I used a copy of the snapshot (purged of confidential information about the inmates) taken at the end of
FY 2107 to determine the number of female and male commitments by each county. I also obtained to
2016 census estimates by gender and race/ethnicity for Iowa counties from the Iowa Data Center to
determine the county populations by gender.

Female Rates
Figure 1 gives the dependence of female population, prison commitments and incarceration rates on
county population rank. The rank was determined by sorting the county female populations in
ascending order. Twenty two of the 99 counties did not have female prison commitments and the zero
values were not plotted.

Figure 1: County female populations, prison commitments and incarceration rates vs female population
rank in increasing order. The low, medium and high incarceration rate sets are denoted by blue, green
and red points respectively.
Low, Medium and High Incarceration Rates
Iowa has 99 counties and the incarceration rates were sorted in increasing order and assigned to low,
medium and high rate sets. However, 22 counties had no female commitments to prison. Table 1 gives
the distributions by set for both genders.
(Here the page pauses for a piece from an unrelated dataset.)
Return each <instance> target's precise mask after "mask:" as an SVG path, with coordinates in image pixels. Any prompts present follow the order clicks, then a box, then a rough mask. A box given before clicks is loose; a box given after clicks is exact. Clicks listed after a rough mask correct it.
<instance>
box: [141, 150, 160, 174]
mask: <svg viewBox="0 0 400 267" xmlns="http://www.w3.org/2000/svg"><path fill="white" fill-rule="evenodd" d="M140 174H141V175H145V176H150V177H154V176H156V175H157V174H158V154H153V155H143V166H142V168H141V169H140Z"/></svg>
Table 1: Characteristics of Low, Medium and High Incarceration Rate Sets
Gender Set Counties Range Average Rate
22 0 0
Low
11 10.1 – 16.3 13.5
Females
Medium 33 16.3 – 34.1 23.9
High 33 34.3 – 124.9 57.1
Low 33 85.1 – 236.6 181.6
Males Medium 33 241.1 – 372.7 309.6
High 33 373.7 – 1062.2 563.3

Counties with similar populations can have large differences in incarceration rates. Johnson County
with a female population of 71.6 thousand has a female rate of 11.8 and Black Hawk County with a
female population of 68.8 thousand has a female rate of 124.9. There is a large amount of anecdotal
evidence that there are major differences between the criminal justice systems of Black Hawk and
Johnson Counties.

Figure 1:
County male populations, prison commitments and incarceration rates vs male population rank in
increasing order.
Table 2: Counties With High Female and Male Incarceration Rates
Females County Males
County
Commits Population Rate Commits Population Rate
Scott 58 90.506 64.1 Monona 27 4.413 611.8
Marion 11 16.769 65.6 Polk 1585 247.858 639.5
Monona 3 4.524 66.3 Cerro Gordo 142 21.777 652.1
Des Moines 14 20.412 68.6 Webster 128 19.541 655.0
Polk 182 253.737 71.7 Adams 13 1.863 697.8
Wright 5 6.926 72.2 Scott 616 88.071 699.4
Mahaska 8 11.032 72.5 Woodbury 417 57.951 719.6
Cass 6 6.711 89.4 Wapello 139 18.998 731.7
Wapello 18 19.104 94.2 Lee 150 17.702 847.4
Cerro Gordo 22 22.601 97.3 Des Moines 185 19.533 947.1
Black Hawk 86 68.838 124.9 Black Hawk 705 66.371 1062.2

Findings
1) County incarceration rates have a very large dependence on gender. That was taken into account
by dividing the data set into subsets by gender and using the county population by gender.
2) The county incarceration rates were classified into low, medium and high sets. All three sets
covered a wide range of county populations.
3) Although, gender and county populations are important factors other factors that operate at the
county level are also important.
4) A preliminary comparison of the eleven counties with the highest rates suggests that differences
in criminal behavior between counties with similar populations are too important to ignore.